Divagações: O Que é Isso, Companheiro?

O Que é Isso, Companheiro?
Na época em que O Que é Isso, Companheiro? foi lançado, eu tinha idade o suficiente para entender do que o filme tratava e para ter uma noção de sua importância, mas ainda não podia ficar acordada até tarde para ver a cerimônia do Oscar, por exemplo. Ou seja, eu também não pude assistir ao longa-metragem, mas guardei na cabeça que o diretor Bruno Barreto era uma figura importante no cinema nacional.

Passada no final dos anos 1960, a história é baseada em acontecimentos reais e, mais especificamente, no livro de um dos envolvidos, o jornalista, escritor e político Fernando Gabeira. O filme, assim, aborda uma célula de um grupo de guerrilha armada que lutava contra a ditadura, acompanhando desde a sua formação até seu encerramento, com destaque para seu grande plano: sequestrar o embaixador americano Charles Burke Elbrick (Alan Arkin) e solicitar sua troca por um grupo de presos políticos.

Liderados por Maria (Fernanda Torres), os envolvidos na operação são um veterano do grupo, Marcão (Luiz Fernando Guimarães) e três novatos, Reneé (Cláudia Abreu), Julio (Caio Junqueira) e Paulo (Pedro Cardoso) – dada a ousadia do plano, eles eventualmente recebem ajuda de dois revolucionários mais experientes, Jonas (Matheus Nachtergaele) e Toledo (Nelson Dantas). Do outro lado, Henrique (Marco Ricca) e Brandão (Maurício Gonçalves) são os agentes da ditadura em seu encalço.

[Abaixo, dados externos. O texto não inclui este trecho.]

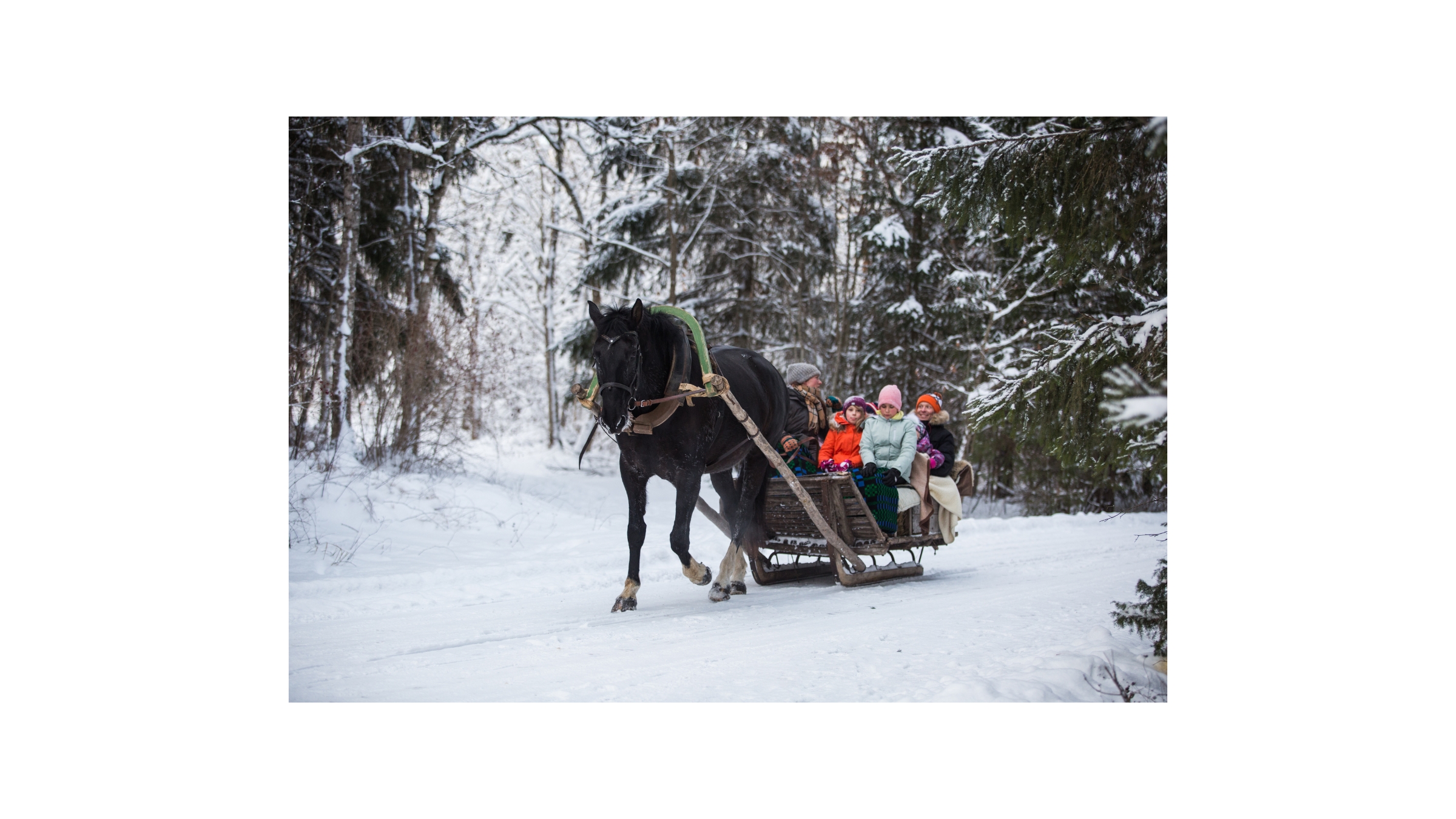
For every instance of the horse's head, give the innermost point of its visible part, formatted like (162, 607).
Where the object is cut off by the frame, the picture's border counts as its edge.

Com isso, O Que é Isso, Companheiro? é centrado em um grupo relativamente pequeno de personagens, embora a operação real fosse maior. Mas isso não impede que a produção tenha um verdadeiro desfile de grandes atores brasileiros, com direito a participações de Fernanda Montenegro, Selton Mello, Eduardo Moscovis, Milton Gonçalves, Othon Bastos, Alessandra Negrini e até mesmo Lulu Santos.

A construção da trama se assemelha a um “filme de golpe”, porém, o objetivo não é exatamente divertir ou criar um suspense. Os personagens vivem em uma tensão constante e a ameaça demora a ficar clara, de modo que muitas das medidas de segurança e dos tropeços têm um ar falsamente cômico (afinal, enquanto brasileira, eu sei do perigo real que eles correm). Até mesmo o aspecto intelectual da questão parece algo descolado da realidade, como se alguns dos personagens fossem apenas jovens sonhadores descolados do mundo real.

Ainda assim, não é como se houvesse um descolamento entre a estrutura e as intenções de O Que é Isso, Companheiro?, afinal, a produção não esconde que abriu mão de ser uma adaptação fiel para poder contar uma história mais enxuta e melhor compreensível. O caráter idealista dos revolucionários foi propositalmente ressaltado, pois isso ajuda a minimizar o impacto de que estamos vendo um grupo de guerrilha armada e o sequestro de uma pessoa que não tem nenhuma relação direta com a ditadura. Em contrapartida, os agentes da ditadura ganham um coração, o que também parece uma medida para conter os ânimos.

De qualquer modo, não é como se O Que é Isso, Companheiro? tenha conseguido se esgueirar das polêmicas (a recepção internacional que o diga!). A produção claramente tem um lado na questão e faz o que pode para contar uma visão bastante específica dos acontecimentos, já partindo de um olhar que mistura nostalgia, arrependimento, orgulho e muita reflexão. O cinema brasileiro segue precisando ser mais assim.

E, já que estamos aqui: Ditadura nunca mais!